Suppose there are given two real symmetric matrices $\pmb A$ and $\pmb B$. I want to find a permutation matrix $\pmb P$ such that
$\mathrm{Tr}(\pmb P^T\pmb A\pmb P\pmb B) \to \max$
My current status is the following:
$\pmb A = \pmb U\pmb D_a\pmb U^T$ and $\pmb B = \pmb V\pmb D_b\pmb V^T$, where $\pmb U$ and $\pmb V$ are orthogonal matrices. $\pmb D_a$ and $\pmb D_b$ are diagonal and contain the eigenvalues of $\pmb A$ and $\pmb B$ in ascending order.
Therefore I can reformulate the problem as
$\mathrm{Tr}(\pmb X^T \pmb D_a \pmb X \pmb D_b)\quad$ with $\quad \pmb X = \pmb U^T \pmb P \pmb V$.
Since $\pmb U^T$, $\pmb P$ and $\pmb V$ are orthogonal, I know that also $\pmb X$ is.

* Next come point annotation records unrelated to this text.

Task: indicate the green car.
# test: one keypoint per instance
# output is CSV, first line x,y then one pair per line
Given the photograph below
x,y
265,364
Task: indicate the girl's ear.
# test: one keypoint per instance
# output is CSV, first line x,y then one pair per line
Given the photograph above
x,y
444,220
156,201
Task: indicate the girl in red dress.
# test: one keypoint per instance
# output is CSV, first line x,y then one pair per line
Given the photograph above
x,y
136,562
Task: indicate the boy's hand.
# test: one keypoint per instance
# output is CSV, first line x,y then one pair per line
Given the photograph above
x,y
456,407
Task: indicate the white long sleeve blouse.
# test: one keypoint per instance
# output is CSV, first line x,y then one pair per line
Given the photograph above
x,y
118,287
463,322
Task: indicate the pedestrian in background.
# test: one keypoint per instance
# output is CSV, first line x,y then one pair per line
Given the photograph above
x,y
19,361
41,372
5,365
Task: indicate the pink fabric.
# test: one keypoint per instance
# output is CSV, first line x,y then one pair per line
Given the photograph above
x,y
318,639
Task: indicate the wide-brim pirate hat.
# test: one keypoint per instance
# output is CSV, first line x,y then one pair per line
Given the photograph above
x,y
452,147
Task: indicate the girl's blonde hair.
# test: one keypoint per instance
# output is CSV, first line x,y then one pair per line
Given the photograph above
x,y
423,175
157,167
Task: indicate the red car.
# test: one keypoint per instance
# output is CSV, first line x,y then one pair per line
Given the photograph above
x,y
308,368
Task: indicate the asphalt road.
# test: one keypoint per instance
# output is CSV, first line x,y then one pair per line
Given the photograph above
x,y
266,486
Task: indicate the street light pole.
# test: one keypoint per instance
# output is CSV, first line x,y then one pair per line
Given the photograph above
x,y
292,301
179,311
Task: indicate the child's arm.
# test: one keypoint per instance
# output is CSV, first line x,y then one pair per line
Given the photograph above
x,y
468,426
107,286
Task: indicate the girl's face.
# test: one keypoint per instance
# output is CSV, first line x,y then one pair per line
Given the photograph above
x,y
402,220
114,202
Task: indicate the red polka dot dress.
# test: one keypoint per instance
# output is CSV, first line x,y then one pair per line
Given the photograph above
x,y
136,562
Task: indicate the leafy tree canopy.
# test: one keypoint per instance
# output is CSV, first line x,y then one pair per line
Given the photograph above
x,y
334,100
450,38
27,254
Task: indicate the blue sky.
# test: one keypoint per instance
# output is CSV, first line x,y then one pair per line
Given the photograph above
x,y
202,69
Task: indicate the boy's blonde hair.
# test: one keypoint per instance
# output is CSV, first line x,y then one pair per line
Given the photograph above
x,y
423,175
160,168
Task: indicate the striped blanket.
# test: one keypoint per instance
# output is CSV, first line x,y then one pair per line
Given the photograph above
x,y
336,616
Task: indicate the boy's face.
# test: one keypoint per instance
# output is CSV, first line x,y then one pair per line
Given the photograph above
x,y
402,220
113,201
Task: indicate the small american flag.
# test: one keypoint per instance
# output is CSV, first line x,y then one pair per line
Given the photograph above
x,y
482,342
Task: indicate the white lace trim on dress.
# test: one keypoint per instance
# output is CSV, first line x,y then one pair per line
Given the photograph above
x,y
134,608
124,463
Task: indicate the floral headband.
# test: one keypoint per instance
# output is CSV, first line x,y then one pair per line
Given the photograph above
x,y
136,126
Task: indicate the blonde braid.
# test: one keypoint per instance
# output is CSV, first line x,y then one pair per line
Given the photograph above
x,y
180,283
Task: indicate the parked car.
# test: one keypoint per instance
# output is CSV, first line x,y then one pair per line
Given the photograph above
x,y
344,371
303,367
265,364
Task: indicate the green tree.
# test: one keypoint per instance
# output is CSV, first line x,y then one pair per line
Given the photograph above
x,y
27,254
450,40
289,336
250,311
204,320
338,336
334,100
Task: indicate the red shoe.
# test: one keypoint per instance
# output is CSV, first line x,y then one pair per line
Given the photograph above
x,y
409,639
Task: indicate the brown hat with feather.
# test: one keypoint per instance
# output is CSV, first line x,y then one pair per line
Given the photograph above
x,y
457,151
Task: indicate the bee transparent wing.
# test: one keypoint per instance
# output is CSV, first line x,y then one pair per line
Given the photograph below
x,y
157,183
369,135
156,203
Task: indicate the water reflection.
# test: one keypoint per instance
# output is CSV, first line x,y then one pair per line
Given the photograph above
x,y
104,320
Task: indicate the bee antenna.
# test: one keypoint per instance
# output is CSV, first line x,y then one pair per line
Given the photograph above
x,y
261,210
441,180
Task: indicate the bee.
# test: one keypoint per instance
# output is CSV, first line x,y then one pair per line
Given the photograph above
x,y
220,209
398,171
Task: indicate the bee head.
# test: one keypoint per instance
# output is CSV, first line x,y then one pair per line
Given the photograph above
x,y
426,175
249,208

From this post I know that in case of arbitrary orthogonal $\pmb X$ the optimal solution is $\pmb X = \pmb I$.
However, here $\pmb X$ can only be influenced through $\pmb P$.
My intuition is that $\pmb P$ should be selected to make $\pmb X$ "close" to the identity matrix, i.e.,
$\pmb X = \pmb I + \pmb N \quad$ with $\quad ||\pmb N|| \to \min\quad$ in terms of some matrix norm.
Is there any way to formally prove this?